People call me codependent. If you combined and then divided me and my partner in half, you might believe we are two normal bodies. But we’re not. When I can’t take my own insulin, his hand holding the needle to my thigh is my new limb and the pen is my pancreas. When he can’t find his glasses, I am his eyes. He helps me walk over ice and I drive him to get his blood pressure medication, or get our blood drawn together. He carries juice for me if I get hypoglycemic. We share the work of surviving.

For those of us who are new here (like me), there are some competing theoretical models of how we understand disability. A model in which the emphasis is put on an individual’s physical and measurable bodily dysfunction is called the medical model. Theorists often refer to this model as outdated simply because of the fact that an individual is not responsible for all the ways in which they have become disabled or were born disabled or will be disabled.

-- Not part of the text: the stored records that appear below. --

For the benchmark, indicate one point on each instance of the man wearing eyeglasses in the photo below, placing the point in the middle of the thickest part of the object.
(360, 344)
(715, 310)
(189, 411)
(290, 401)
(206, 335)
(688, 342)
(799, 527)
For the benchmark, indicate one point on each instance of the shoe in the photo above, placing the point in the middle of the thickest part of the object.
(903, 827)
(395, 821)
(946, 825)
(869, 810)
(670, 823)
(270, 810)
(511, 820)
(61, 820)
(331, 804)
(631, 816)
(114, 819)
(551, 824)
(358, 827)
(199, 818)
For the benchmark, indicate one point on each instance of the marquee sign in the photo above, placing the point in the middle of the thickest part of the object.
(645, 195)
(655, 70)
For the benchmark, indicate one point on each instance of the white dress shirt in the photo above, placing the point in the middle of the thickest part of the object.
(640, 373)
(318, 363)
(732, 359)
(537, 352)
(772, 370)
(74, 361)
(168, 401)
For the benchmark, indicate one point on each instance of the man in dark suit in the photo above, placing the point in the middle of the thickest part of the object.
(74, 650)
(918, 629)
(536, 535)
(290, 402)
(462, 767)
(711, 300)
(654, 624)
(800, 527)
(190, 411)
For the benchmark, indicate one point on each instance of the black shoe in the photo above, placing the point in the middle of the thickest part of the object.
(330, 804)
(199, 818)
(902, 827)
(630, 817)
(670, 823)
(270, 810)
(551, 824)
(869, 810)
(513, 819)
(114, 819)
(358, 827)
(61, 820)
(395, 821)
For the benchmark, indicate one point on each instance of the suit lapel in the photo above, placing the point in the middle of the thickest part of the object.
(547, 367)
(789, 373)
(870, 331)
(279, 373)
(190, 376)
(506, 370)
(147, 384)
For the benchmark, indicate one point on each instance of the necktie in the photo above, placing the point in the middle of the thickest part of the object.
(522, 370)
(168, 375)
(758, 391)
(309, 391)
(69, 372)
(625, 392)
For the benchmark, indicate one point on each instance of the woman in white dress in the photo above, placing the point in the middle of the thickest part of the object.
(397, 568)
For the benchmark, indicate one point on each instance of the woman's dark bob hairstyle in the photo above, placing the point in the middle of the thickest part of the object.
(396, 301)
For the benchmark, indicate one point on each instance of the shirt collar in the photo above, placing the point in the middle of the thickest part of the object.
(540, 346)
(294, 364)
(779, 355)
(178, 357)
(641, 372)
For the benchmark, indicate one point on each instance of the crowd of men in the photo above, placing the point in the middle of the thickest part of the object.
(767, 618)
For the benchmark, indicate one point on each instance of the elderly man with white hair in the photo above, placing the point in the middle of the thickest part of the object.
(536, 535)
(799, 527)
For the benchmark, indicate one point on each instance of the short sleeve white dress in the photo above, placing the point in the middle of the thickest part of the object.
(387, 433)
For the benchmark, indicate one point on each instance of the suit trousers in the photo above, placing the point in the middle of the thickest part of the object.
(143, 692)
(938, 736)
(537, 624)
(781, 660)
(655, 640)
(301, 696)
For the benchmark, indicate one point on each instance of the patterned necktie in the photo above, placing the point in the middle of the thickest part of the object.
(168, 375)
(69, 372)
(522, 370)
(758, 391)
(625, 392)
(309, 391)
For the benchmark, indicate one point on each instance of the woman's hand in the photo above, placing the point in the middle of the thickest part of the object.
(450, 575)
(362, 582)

But if it’s not the individual who causes or is the source of disability then there has to be a different model. The social model of disability argues that it isn’t individuals who are disabled, it is society that is disabling.

Disability communities include people who live in close proximity to disability as well. Paid caregivers are almost always marginalized women of colour, from long-term care attendants, janitorial staff, mobility and care workers, all the way up to nurses and physician’s associates. But at home, these same women are also caregivers for their family. Oftentimes, these individuals who are intimately familiar with the disabled space and disabled embodiment are not considered part of the disability community when it comes to legal rights and benefits. Helping with daily hygiene tasks or feeding and cleaning, women in these jobs are considered Iow-skill labour. Societal conferral of expertise and gratitude are not granted toward them as marks of respect for meaningful work, but as thanks for doing a job that no one else wants to do. Disability care work in this way becomes yet another facet of neoliberal capitalism’s fixation on assigning value to life through discriminating worthiness. Even the people who take care of disabled people, like special education teachers and personal aides, are underpaid and the first to be cut when budgets get tight.

The value of the disabled body is rooted in the context of value added for other people. There’s this myth in Western societies that we value every body, a dream of immigration for many, but even fourth-generation white settlers grapple with the reality of this untruth. If we closely examine populist anti-choice movements today, we can see that both discriminating against women’s bodies and children’s bodies follow ableist values, too.